Ability of ascospores to survive over winter was examined to determine if these spores could be a source of the pathogen for crops the next year.  In fall, pieces of leaves with chasmothecia were put in mesh bags, placed on the soil surface or buried, and periodically over winter bags were removed and ascospores were examined to determine viability.

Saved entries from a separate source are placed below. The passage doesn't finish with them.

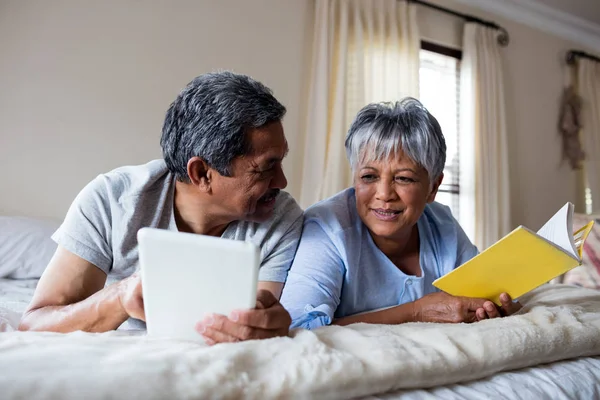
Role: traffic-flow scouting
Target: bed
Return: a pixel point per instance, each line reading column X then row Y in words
column 550, row 350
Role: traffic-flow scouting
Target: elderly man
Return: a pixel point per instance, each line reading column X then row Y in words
column 223, row 146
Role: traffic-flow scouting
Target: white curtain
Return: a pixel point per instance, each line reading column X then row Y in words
column 484, row 185
column 588, row 82
column 363, row 51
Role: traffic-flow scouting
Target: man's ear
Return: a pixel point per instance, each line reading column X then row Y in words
column 199, row 173
column 434, row 188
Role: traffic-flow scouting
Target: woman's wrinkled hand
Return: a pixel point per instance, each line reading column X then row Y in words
column 491, row 310
column 444, row 308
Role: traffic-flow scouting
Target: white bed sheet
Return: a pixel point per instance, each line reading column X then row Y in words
column 14, row 298
column 577, row 379
column 570, row 379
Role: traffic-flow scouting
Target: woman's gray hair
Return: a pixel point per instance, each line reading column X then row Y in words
column 380, row 130
column 210, row 117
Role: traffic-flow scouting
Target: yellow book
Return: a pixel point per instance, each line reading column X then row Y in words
column 520, row 261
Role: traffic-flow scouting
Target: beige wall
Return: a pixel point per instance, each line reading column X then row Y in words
column 534, row 75
column 84, row 85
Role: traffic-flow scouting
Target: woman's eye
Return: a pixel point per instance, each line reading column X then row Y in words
column 368, row 178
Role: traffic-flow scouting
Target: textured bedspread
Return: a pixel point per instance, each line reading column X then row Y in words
column 557, row 322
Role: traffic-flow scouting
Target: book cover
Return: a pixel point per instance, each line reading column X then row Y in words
column 516, row 264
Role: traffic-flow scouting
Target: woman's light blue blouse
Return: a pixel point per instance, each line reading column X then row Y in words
column 339, row 271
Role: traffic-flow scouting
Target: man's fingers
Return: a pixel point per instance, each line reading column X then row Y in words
column 265, row 299
column 219, row 327
column 212, row 336
column 270, row 318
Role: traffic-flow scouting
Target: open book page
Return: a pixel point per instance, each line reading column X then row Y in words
column 558, row 230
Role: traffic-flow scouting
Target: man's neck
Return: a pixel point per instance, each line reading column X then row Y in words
column 193, row 214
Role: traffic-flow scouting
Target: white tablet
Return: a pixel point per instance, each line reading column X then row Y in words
column 185, row 276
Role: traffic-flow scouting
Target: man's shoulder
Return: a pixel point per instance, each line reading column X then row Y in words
column 133, row 179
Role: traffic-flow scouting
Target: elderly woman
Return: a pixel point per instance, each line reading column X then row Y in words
column 371, row 252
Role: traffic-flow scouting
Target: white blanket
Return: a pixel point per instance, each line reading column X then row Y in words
column 557, row 322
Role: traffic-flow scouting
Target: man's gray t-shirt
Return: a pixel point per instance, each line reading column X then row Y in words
column 102, row 223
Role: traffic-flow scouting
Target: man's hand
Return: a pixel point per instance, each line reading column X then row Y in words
column 130, row 296
column 490, row 310
column 269, row 319
column 444, row 308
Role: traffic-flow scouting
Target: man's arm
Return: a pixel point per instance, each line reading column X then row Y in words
column 274, row 287
column 71, row 296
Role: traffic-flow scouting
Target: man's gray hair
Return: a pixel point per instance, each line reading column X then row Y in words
column 380, row 130
column 210, row 117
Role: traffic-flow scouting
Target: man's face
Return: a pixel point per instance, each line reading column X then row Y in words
column 256, row 178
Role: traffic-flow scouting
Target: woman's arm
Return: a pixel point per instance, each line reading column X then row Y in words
column 312, row 291
column 435, row 307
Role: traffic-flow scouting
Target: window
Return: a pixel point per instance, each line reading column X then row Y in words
column 439, row 76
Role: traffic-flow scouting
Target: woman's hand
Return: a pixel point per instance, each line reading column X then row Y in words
column 490, row 310
column 444, row 308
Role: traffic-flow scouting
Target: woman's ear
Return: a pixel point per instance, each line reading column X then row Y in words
column 434, row 188
column 199, row 173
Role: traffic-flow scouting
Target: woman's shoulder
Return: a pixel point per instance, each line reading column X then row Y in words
column 335, row 213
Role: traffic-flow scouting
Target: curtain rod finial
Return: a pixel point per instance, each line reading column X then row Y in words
column 503, row 37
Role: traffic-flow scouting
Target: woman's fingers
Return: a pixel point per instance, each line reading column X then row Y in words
column 481, row 314
column 508, row 305
column 491, row 310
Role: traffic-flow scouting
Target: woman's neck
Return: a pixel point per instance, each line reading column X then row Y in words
column 402, row 250
column 193, row 215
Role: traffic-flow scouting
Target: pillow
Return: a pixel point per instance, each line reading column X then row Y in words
column 25, row 246
column 588, row 274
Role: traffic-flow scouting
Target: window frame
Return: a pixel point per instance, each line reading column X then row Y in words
column 452, row 189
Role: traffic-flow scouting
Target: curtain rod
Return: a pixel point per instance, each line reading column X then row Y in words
column 572, row 56
column 503, row 37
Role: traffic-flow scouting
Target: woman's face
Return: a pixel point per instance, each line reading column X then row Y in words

Proportion of ascospores that were viable declined over winter.  While there were some viable ascospores the next growing season, they likely are not important in the pathogen’s life cycle in commercial production because chasmothecia need to be above ground to release ascospores into the air and tillage typically done to prepare fields for planting cover crop in the fall and the next crop in spring would move many into the soil.  Additionally, fields usually are not re-planted to cucurbits thus ascospores would need to move further by wind to reach a host which is a chance event, plus the pathogen does not need ascospores because it produces a lot of asexual spores capable of long-distance wind dispersal to serve as initial inoculum.  However, it could be significant if an ascospore of a fungal isolate with multi-fungicide resistance successfully is dispersed to and infects a cucurbit leaf.  In contrast, chasmothecia of the grape powdery mildew fungus overwinter on canes and thus are quite close to leaves when they emerge.

Publications (click on year to download):

  1. McGrath, M. T.  1994.  Heterothallism in Sphaerotheca fuliginea.  Mycologia 86:517-523.  (After this article was published the pathogen was renamed Podosphaera xanthii and the term cleistothecia was changed to chasmothecia.)
  2. McGrath, M. T, Staniszewska, H., Shishkoff, N., and Casella, G.  1996.  Distribution of mating types of Sphaerotheca fuliginea in the United States.  Plant Disease 80:1098-1102.